Lo ha detto l’assessore regionale all’Industria turistica e culturale, Gestione e valorizzazione dei beni culturali Loredana Capone.
“Il suo racconto come quello di tanti altri giornalisti o semplici turisti sui social – continua -, fa emergere il vero Dna della Puglia che colpisce non soltanto per la sua bellezza ma per la capacità del popolo pugliese di connettersi con chi arriva in Puglia e donargli il suo racconto e la sua accoglienza. Ed effettivamente la Puglia suscita emozioni uniche anche nel panorama delle regioni italiane, visto che secondo Codacons è la preferita anche dai turisti italiani per le vacanze estive. Ma cosa la rende unica e speciale? Cosa ha affascinato il reporter americano e affascina i tanti turisti americani che vengono sempre più in Puglia, soprattutto negli ultimi due anni, e che nei primi 7 mesi del 2019 sono cresciuti del 14% per gli arrivi e del 16% per le presenze?”.

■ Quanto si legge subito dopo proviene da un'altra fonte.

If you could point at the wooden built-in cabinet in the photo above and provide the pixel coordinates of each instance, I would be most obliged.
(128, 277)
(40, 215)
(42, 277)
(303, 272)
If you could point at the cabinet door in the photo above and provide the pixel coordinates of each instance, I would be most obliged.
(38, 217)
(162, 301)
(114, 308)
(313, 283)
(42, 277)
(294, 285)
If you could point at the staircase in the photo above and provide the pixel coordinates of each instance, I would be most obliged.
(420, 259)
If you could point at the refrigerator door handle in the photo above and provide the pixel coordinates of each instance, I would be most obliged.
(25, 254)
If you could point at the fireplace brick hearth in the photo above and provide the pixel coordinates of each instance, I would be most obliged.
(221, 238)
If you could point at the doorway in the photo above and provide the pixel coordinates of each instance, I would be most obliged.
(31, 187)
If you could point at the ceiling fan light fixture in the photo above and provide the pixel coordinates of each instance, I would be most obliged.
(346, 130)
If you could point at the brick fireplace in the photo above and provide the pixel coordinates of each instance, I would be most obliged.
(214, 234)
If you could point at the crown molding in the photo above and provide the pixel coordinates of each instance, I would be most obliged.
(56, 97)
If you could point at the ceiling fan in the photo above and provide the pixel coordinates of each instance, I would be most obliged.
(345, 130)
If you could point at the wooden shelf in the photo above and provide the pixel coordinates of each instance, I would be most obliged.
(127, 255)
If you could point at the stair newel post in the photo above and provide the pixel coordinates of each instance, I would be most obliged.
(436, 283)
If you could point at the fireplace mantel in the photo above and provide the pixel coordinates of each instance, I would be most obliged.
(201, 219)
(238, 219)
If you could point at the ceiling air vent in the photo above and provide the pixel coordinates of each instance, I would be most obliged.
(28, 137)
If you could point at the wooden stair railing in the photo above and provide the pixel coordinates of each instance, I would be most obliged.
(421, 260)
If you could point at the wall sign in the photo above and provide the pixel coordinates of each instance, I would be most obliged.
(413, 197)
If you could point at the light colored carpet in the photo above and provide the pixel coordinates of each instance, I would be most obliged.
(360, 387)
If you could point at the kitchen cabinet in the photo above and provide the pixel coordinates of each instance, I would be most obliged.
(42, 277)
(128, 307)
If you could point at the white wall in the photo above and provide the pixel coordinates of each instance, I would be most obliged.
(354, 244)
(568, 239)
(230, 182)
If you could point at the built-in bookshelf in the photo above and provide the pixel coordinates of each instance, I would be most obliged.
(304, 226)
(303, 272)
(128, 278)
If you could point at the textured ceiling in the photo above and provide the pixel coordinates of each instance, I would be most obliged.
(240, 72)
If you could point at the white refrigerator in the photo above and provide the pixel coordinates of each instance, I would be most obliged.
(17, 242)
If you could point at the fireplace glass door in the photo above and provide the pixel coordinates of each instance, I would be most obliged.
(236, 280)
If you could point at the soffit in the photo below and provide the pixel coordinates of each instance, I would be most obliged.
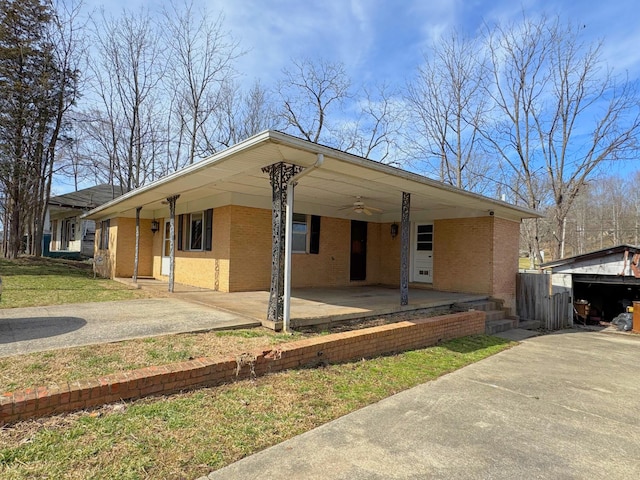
(236, 176)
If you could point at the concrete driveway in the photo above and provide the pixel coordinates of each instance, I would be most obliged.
(26, 330)
(564, 406)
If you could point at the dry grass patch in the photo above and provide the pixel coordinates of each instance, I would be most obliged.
(190, 434)
(44, 368)
(38, 281)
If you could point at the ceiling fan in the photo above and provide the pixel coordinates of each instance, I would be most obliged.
(360, 207)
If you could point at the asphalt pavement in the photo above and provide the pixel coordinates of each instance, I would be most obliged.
(33, 329)
(562, 406)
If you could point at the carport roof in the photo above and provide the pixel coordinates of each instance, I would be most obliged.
(235, 176)
(562, 262)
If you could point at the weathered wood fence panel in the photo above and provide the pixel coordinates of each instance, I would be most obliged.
(534, 301)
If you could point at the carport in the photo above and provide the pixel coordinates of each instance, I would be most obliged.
(602, 283)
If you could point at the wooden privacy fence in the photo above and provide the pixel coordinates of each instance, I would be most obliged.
(534, 301)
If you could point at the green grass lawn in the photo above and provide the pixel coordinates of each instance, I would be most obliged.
(32, 281)
(190, 434)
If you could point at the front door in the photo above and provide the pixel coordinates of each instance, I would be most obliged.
(423, 253)
(358, 250)
(166, 248)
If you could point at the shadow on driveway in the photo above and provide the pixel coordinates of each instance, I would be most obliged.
(33, 328)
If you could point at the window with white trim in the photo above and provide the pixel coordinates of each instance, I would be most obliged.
(194, 233)
(299, 233)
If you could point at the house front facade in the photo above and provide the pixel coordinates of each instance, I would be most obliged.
(69, 234)
(220, 224)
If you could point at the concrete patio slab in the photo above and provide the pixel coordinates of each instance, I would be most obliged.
(312, 306)
(26, 330)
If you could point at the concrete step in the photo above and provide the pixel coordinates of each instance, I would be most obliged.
(483, 305)
(492, 327)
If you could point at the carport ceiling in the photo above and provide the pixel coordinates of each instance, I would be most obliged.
(235, 176)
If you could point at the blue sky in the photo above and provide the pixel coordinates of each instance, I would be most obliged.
(386, 39)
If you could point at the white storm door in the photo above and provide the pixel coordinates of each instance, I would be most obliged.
(423, 253)
(166, 249)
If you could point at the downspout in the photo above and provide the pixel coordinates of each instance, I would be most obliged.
(289, 239)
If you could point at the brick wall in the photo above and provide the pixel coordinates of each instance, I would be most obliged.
(335, 348)
(250, 259)
(463, 255)
(506, 235)
(477, 255)
(205, 269)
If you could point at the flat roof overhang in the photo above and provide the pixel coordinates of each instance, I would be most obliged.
(235, 177)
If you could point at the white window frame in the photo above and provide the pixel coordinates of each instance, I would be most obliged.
(190, 232)
(297, 220)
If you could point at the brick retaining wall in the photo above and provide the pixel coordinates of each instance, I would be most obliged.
(159, 380)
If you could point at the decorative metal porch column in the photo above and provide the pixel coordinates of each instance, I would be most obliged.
(404, 249)
(136, 257)
(279, 176)
(172, 229)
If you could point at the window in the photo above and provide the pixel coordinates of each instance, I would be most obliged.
(425, 238)
(104, 235)
(195, 231)
(299, 233)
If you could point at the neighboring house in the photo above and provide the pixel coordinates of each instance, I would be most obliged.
(601, 283)
(355, 222)
(69, 235)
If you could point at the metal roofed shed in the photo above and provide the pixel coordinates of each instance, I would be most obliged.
(602, 283)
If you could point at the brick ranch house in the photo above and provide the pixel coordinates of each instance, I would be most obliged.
(221, 224)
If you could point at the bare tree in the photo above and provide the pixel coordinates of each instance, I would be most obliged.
(547, 89)
(377, 129)
(308, 93)
(200, 58)
(126, 73)
(448, 107)
(39, 85)
(241, 115)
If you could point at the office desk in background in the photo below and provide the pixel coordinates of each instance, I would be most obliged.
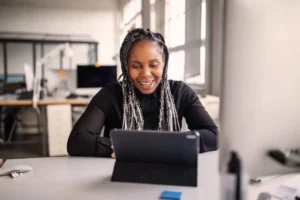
(89, 178)
(55, 121)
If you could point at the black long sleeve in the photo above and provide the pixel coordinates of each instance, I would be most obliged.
(85, 139)
(198, 119)
(106, 111)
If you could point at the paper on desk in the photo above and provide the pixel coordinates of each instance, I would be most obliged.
(29, 77)
(293, 182)
(288, 190)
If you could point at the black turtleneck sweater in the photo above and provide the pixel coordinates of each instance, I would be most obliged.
(106, 110)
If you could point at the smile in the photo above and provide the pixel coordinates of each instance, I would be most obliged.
(146, 82)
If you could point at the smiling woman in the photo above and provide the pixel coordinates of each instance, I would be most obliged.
(145, 99)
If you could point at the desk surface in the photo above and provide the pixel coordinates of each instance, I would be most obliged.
(45, 102)
(89, 178)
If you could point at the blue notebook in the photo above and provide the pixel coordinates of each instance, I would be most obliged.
(171, 195)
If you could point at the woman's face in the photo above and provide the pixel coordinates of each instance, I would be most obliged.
(145, 65)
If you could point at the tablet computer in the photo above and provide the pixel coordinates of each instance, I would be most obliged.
(158, 157)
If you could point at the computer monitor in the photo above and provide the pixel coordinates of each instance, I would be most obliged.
(13, 78)
(260, 101)
(91, 79)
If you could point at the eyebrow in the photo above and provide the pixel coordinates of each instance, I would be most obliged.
(141, 62)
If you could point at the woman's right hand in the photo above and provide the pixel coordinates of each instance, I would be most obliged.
(113, 153)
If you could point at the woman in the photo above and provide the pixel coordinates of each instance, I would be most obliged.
(145, 99)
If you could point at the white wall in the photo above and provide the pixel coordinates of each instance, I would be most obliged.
(99, 24)
(260, 102)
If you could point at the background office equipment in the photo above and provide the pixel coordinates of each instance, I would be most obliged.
(65, 50)
(40, 43)
(91, 79)
(260, 107)
(155, 157)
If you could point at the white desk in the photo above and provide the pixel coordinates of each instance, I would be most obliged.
(89, 178)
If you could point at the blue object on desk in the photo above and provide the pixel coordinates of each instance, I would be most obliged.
(170, 195)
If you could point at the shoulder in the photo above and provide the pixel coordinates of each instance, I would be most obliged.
(179, 87)
(112, 90)
(182, 91)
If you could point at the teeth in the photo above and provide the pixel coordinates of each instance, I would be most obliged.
(146, 83)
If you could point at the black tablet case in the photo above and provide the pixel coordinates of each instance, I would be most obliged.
(156, 157)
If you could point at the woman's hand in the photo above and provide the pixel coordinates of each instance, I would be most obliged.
(113, 153)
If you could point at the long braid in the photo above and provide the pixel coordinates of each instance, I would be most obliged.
(132, 111)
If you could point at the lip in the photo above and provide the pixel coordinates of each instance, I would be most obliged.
(146, 85)
(146, 82)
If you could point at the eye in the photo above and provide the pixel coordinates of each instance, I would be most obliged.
(135, 66)
(153, 65)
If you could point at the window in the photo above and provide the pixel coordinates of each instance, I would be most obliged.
(175, 37)
(175, 69)
(152, 15)
(132, 17)
(175, 22)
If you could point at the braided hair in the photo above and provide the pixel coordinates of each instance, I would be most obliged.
(132, 112)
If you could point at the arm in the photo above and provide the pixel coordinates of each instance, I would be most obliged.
(85, 139)
(198, 119)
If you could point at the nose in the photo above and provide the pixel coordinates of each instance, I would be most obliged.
(146, 72)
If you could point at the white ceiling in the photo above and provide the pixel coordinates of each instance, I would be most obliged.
(63, 4)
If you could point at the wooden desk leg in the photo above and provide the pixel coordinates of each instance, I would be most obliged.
(43, 129)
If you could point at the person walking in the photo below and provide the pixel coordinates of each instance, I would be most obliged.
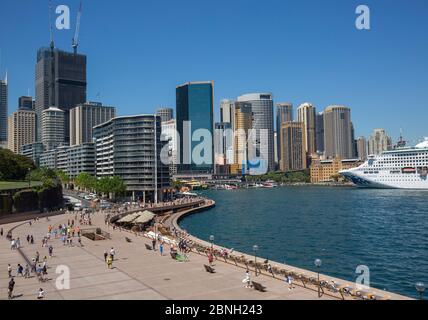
(10, 288)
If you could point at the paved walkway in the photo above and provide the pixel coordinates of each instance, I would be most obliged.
(137, 274)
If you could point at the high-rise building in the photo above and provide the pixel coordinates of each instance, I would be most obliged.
(166, 114)
(306, 113)
(362, 148)
(262, 125)
(22, 129)
(32, 151)
(338, 133)
(26, 103)
(60, 82)
(131, 148)
(379, 142)
(242, 144)
(52, 128)
(227, 111)
(284, 113)
(3, 111)
(195, 111)
(86, 116)
(319, 132)
(293, 153)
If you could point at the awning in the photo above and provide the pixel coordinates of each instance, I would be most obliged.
(129, 218)
(144, 217)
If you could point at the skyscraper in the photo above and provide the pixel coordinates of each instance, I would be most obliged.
(379, 141)
(86, 116)
(293, 154)
(26, 103)
(319, 132)
(60, 82)
(166, 114)
(306, 115)
(284, 113)
(22, 129)
(362, 148)
(263, 124)
(195, 110)
(3, 111)
(52, 128)
(338, 132)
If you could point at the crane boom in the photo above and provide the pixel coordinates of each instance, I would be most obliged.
(75, 42)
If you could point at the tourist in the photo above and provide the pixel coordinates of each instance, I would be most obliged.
(112, 253)
(11, 286)
(247, 279)
(41, 294)
(19, 270)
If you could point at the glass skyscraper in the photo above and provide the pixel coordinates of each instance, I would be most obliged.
(195, 110)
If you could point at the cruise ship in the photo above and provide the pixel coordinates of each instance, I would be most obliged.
(401, 168)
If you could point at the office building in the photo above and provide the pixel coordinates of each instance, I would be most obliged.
(293, 154)
(131, 148)
(60, 82)
(338, 140)
(195, 111)
(52, 128)
(263, 124)
(32, 151)
(86, 116)
(284, 113)
(306, 114)
(379, 142)
(319, 132)
(22, 129)
(3, 111)
(166, 114)
(26, 103)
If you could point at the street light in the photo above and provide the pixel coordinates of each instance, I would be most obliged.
(420, 288)
(255, 248)
(212, 242)
(318, 264)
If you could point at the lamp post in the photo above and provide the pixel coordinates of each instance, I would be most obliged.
(255, 248)
(212, 242)
(318, 263)
(420, 288)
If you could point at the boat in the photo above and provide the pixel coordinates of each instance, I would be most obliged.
(401, 168)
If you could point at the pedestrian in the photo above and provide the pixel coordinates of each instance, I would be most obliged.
(247, 279)
(10, 288)
(41, 294)
(19, 270)
(161, 248)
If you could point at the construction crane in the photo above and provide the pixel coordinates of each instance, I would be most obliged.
(75, 42)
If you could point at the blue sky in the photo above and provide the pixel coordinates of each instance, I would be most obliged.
(300, 50)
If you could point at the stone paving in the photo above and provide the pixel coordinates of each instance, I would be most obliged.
(137, 273)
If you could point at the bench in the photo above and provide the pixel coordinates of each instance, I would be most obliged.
(209, 269)
(257, 286)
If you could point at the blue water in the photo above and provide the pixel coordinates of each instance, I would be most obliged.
(386, 230)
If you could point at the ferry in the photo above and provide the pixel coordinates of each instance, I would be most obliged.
(401, 168)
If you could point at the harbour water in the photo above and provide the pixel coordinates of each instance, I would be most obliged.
(385, 230)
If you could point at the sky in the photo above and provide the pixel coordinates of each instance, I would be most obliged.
(300, 50)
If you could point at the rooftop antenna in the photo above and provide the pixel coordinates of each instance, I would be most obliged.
(52, 44)
(75, 42)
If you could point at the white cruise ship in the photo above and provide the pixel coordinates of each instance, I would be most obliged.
(402, 168)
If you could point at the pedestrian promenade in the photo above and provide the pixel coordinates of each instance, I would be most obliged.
(137, 272)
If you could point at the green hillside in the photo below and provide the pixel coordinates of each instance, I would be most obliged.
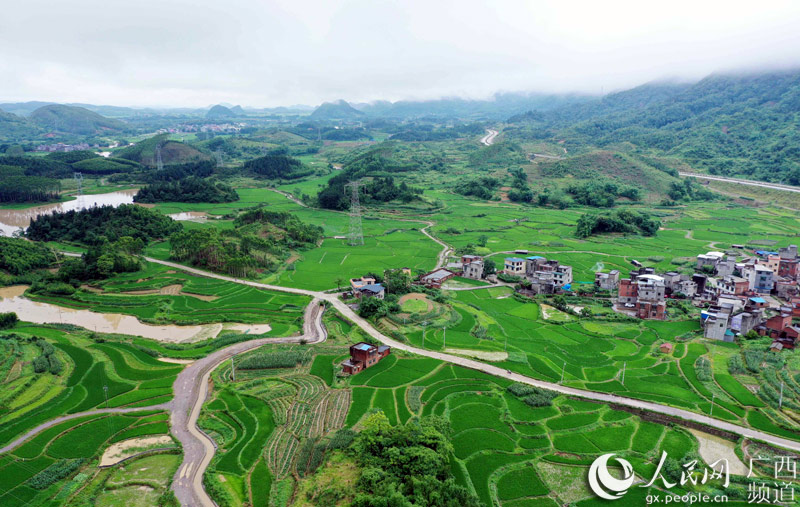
(172, 152)
(339, 110)
(733, 125)
(73, 120)
(611, 165)
(219, 111)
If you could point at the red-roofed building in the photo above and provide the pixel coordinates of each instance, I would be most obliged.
(363, 355)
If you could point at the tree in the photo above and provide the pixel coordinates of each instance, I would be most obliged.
(489, 267)
(396, 281)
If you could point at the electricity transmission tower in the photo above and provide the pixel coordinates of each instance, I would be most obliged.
(79, 179)
(356, 236)
(159, 162)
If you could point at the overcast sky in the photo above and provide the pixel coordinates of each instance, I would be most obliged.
(281, 52)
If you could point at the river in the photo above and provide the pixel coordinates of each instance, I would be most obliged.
(12, 220)
(12, 300)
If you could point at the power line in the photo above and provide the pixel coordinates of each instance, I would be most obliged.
(79, 179)
(356, 235)
(159, 162)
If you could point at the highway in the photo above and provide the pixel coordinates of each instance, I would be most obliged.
(750, 183)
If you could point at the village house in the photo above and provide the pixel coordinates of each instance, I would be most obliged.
(546, 276)
(643, 295)
(472, 267)
(607, 281)
(710, 259)
(731, 284)
(373, 290)
(363, 355)
(514, 266)
(436, 278)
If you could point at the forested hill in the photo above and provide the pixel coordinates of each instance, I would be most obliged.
(737, 125)
(74, 120)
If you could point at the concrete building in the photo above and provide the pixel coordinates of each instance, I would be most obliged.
(472, 267)
(734, 285)
(607, 281)
(644, 297)
(514, 266)
(436, 278)
(788, 253)
(710, 259)
(763, 279)
(789, 268)
(363, 355)
(546, 276)
(372, 290)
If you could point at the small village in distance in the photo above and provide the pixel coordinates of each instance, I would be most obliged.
(738, 292)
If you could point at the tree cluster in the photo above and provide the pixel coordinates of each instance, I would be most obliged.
(482, 187)
(191, 189)
(624, 221)
(93, 225)
(407, 465)
(277, 164)
(18, 256)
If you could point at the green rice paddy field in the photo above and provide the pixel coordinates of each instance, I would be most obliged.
(505, 450)
(133, 378)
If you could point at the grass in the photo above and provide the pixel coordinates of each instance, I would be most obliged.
(323, 367)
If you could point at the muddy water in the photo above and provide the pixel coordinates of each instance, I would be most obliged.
(193, 216)
(11, 220)
(12, 300)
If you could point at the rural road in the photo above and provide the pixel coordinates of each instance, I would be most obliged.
(499, 372)
(49, 424)
(751, 183)
(488, 139)
(191, 389)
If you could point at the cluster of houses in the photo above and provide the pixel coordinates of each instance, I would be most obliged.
(758, 293)
(363, 355)
(61, 147)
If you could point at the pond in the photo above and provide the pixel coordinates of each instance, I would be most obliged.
(12, 300)
(12, 220)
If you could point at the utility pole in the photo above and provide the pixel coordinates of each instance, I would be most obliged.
(79, 180)
(356, 236)
(159, 161)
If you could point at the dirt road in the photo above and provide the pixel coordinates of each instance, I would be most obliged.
(494, 370)
(488, 139)
(750, 183)
(191, 389)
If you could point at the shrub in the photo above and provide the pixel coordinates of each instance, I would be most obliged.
(8, 320)
(54, 473)
(282, 359)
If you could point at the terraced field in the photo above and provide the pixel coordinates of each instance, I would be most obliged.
(96, 374)
(32, 474)
(200, 300)
(263, 420)
(592, 354)
(505, 450)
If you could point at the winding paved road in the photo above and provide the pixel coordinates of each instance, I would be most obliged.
(49, 424)
(499, 372)
(488, 139)
(751, 183)
(191, 390)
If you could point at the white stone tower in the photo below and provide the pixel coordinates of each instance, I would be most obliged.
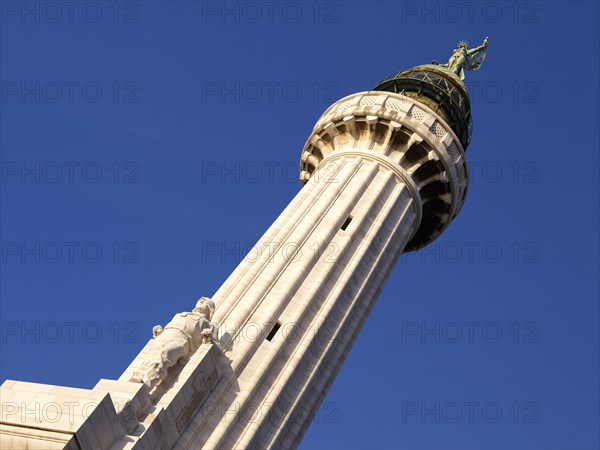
(384, 172)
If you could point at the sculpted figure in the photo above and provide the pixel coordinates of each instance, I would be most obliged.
(179, 339)
(462, 58)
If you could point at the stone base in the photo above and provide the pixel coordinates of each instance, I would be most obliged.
(113, 415)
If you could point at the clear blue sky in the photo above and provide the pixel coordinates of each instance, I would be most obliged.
(166, 136)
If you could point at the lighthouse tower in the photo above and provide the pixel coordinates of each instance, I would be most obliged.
(383, 172)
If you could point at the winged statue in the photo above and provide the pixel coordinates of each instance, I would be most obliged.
(464, 58)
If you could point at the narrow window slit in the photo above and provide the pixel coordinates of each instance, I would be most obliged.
(273, 331)
(346, 223)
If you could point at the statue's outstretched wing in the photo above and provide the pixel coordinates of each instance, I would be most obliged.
(475, 60)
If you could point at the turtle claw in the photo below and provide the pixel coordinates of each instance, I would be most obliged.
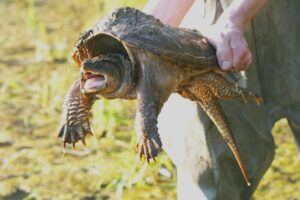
(149, 147)
(72, 133)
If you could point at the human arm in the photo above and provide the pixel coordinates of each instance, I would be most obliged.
(226, 35)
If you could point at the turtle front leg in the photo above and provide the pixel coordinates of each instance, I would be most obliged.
(147, 113)
(75, 123)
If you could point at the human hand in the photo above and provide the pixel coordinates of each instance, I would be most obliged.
(228, 38)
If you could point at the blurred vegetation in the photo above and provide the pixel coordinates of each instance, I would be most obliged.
(36, 37)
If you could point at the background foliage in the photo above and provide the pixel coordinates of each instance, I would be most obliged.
(36, 37)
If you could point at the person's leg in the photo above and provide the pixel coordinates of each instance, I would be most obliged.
(206, 168)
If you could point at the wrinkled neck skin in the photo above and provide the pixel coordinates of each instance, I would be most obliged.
(120, 78)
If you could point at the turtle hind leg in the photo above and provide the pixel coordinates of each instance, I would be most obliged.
(225, 90)
(214, 111)
(207, 89)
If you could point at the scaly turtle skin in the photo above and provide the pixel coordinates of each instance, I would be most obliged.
(131, 55)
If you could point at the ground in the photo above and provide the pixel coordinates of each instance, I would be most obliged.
(36, 37)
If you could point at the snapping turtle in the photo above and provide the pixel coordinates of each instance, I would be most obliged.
(132, 55)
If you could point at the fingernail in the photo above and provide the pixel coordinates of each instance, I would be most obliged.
(226, 65)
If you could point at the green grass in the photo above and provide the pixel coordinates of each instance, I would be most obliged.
(36, 38)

“Certamente l’insieme di paesaggi e borghi autentici e poi la cucina che, con orecchiette con le rape, fave cicorie o capocollo, provoca quello strano ‘food coma’, una piacevole sonnolenza post pranzo che ben si concilia con una vacanza rilassante e benefica per la salute. Ma anche la gente e la maniera in cui ti accoglie. Qui si può ancora trovare in piazza gli anziani che ti raccontano le tradizioni e la gente è contenta di farsi in quattro per i “forestieri”. Insomma quella del New York Times non è che l’ultima conferma di una “annata” veramente ottima per il turismo in Puglia. Il nostro impegno come Regione e quello di tanti operatori turistici pugliesi sta dando i suoi frutti e su questa strada dobbiamo continuare e migliorare sempre ”.